Another concern is third-party data sharing. Some fitness apps may share user data with advertisers, analytics services, or partner companies. If the platform suffers a data breach, personal location information could become exposed.

Weak passwords and poor account security can also allow attackers to access fitness app accounts directly. Once inside, they may view location history, personal information, and connected health data.

To stay safe, users should review app privacy settings, disable public activity sharing, avoid sharing live locations, and regularly check which permissions the app has access to. Using strong passwords and enabling two-factor authentication can also improve account security.

For advanced cybersecurity protection and digital safety solutions, you can explore IntelligenceX.

The Security Risks of Voice Cloning Technology

Deepak Sharma — Thu, 07 May 2026 10:26:40 +0000

Voice cloning technology uses artificial intelligence to copy and recreate a person’s voice with surprising accuracy.
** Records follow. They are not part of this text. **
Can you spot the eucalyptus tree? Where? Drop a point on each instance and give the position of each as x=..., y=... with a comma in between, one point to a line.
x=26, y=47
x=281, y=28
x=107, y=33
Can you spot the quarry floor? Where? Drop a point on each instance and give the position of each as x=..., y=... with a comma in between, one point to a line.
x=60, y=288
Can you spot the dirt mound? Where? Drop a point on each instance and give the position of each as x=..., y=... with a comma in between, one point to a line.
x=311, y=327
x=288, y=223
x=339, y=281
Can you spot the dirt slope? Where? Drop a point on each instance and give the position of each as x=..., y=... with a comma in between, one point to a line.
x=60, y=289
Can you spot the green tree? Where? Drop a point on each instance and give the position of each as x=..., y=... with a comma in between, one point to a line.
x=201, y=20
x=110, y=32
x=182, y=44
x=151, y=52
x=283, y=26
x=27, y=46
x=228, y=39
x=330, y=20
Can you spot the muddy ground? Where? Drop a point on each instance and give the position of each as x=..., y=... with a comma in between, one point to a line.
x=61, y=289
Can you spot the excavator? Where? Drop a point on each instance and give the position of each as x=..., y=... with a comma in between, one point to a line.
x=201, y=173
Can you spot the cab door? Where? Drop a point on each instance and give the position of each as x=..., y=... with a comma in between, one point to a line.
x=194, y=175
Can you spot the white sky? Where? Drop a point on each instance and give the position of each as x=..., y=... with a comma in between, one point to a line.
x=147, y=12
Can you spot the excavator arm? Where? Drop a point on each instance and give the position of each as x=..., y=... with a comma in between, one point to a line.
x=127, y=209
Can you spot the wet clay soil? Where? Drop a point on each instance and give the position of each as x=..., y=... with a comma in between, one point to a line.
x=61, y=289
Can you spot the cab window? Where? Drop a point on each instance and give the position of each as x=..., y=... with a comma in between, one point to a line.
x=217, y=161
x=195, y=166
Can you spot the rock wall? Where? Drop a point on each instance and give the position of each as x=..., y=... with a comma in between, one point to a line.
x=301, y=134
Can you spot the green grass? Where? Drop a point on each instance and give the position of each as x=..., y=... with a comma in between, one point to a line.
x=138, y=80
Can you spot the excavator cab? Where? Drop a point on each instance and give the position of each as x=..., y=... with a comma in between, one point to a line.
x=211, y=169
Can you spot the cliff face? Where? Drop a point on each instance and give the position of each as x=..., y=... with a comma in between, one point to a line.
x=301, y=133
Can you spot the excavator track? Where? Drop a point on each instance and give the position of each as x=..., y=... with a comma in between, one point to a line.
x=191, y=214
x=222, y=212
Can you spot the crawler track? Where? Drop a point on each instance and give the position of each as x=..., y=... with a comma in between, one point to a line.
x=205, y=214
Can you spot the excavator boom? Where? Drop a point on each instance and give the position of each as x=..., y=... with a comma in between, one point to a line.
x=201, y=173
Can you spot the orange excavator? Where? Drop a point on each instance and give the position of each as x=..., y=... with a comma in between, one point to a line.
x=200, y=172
While this technology has useful applications in entertainment, accessibility, and customer service, it also creates serious cybersecurity and privacy risks.

One major danger is fraud and impersonation. Hackers can use cloned voices to pretend to be family members, company executives, or trusted individuals. In some scams, victims receive phone calls that sound completely real and are pressured into sending money or sharing sensitive information.

Voice cloning is also becoming a threat to businesses. Attackers may use AI-generated voices to trick employees into transferring funds, revealing confidential data, or bypassing internal verification systems. Since many people trust familiar voices, these scams can be highly convincing.

Another risk involves biometric security systems. Some services use voice recognition for authentication. If a cloned voice is realistic enough, hackers may attempt to bypass these systems and gain unauthorized access to accounts or sensitive information.

Social media and online videos make the problem even worse. Publicly available audio clips can be collected and used to train AI models capable of replicating someone’s voice with only a short recording.

Voice cloning can also be used to spread misinformation, fake statements, or manipulated audio clips that damage reputations and create confusion online.

To stay safe, people should avoid sharing sensitive information over calls without verification, use multi-factor authentication, and be cautious of urgent requests involving money or private data. Businesses should also strengthen identity verification processes beyond voice-based confirmation alone.

For advanced cybersecurity protection and digital safety solutions, you can explore IntelligenceX.